Bird and Silberstein23 May 2018 09:45
For any interested parties, the Companies Act 2006 contains some useful I formation that some may wish to exercise....
"Chapter 1, Regulation 168: Resolution to remove director
(1)A company may by ordinary resolution at a meeting remove a director before the expiration of his period of office, notwithstanding anything in any agreement between it and him.
(2)Special notice is required of a resolution to remove a director under this section or to appoint somebody instead of a director so removed at the meeting at which he is removed.
(3)A vacancy created by the removal of a director under this section, if not filled at the meeting at which he is removed, may be filled as a casual vacancy.
(4)A person appointed director in place of a person removed under this section is treated, for the purpose of determining the time at which he or any other director is to retire, as if he had become director on the day on which the person in whose place he is appointed was last appointed a director.

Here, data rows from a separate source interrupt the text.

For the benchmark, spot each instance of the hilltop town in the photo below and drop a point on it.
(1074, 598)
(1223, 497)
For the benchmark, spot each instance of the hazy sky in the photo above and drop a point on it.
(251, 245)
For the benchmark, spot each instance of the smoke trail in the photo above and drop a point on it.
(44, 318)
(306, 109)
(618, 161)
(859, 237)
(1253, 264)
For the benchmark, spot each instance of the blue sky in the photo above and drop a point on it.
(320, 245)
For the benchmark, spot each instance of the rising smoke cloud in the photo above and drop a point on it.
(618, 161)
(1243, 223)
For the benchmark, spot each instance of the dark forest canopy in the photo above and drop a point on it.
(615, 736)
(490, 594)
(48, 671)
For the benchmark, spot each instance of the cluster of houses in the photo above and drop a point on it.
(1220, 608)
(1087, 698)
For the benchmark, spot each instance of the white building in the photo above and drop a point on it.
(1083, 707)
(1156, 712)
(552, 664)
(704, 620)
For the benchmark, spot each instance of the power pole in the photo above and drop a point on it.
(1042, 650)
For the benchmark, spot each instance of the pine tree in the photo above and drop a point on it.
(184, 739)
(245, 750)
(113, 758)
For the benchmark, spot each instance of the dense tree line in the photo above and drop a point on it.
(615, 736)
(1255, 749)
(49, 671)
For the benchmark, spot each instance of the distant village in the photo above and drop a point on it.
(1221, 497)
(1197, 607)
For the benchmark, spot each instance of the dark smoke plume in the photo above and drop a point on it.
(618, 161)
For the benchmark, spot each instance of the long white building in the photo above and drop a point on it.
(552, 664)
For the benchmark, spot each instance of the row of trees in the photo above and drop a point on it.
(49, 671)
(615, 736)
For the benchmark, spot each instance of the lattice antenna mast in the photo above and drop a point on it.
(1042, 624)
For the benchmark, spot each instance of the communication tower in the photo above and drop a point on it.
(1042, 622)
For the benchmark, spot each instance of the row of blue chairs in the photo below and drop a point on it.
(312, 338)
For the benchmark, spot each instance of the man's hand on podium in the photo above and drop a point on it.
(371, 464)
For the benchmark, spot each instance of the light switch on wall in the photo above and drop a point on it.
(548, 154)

(5)This section is not to be taken—
(a)as depriving a person removed under it of compensation or damages payable to him in respect of the termination of his appointment as director or of any appointment terminating with that as director, or
(b)as derogating from any power to remove a director that may exist apart from this section".
This section of the Companies Act is obviously relating to the removal of certain characters within the company, and in our case, due to the sheer lack of information provided by the company to its owners.
If you dispute this even arising, ask yourself, after approximately 8 months, what did we ever know about production regarding Omnia, Sino and Moz? What do we know about the revenue they have generated in that time?
"Chapter 2, Regulation 174: Duty to exercise reasonable care, skill and diligence.
(1)A director of a company must exercise reasonable care, skill and diligence.
(2)This means the care, skill and diligence that would be exercised by a reasonably diligent person with—
(a)the general knowledge, skill and experience that may reasonably be expected of a person carrying out the functions carried out by the director in relation to the company, and
(b)the general knowledge, skill and experience that the director has".
This section relates to the $400k loan that apparently came from cash flow which didn't exist at that point in time.
This section also relates to the misleading statement by Mr Silberstein regarding net profit which was not corrected until the following quarter despite the numerous calls and emails. It also applies to Mr Bird who also allowed such info to slip without correction.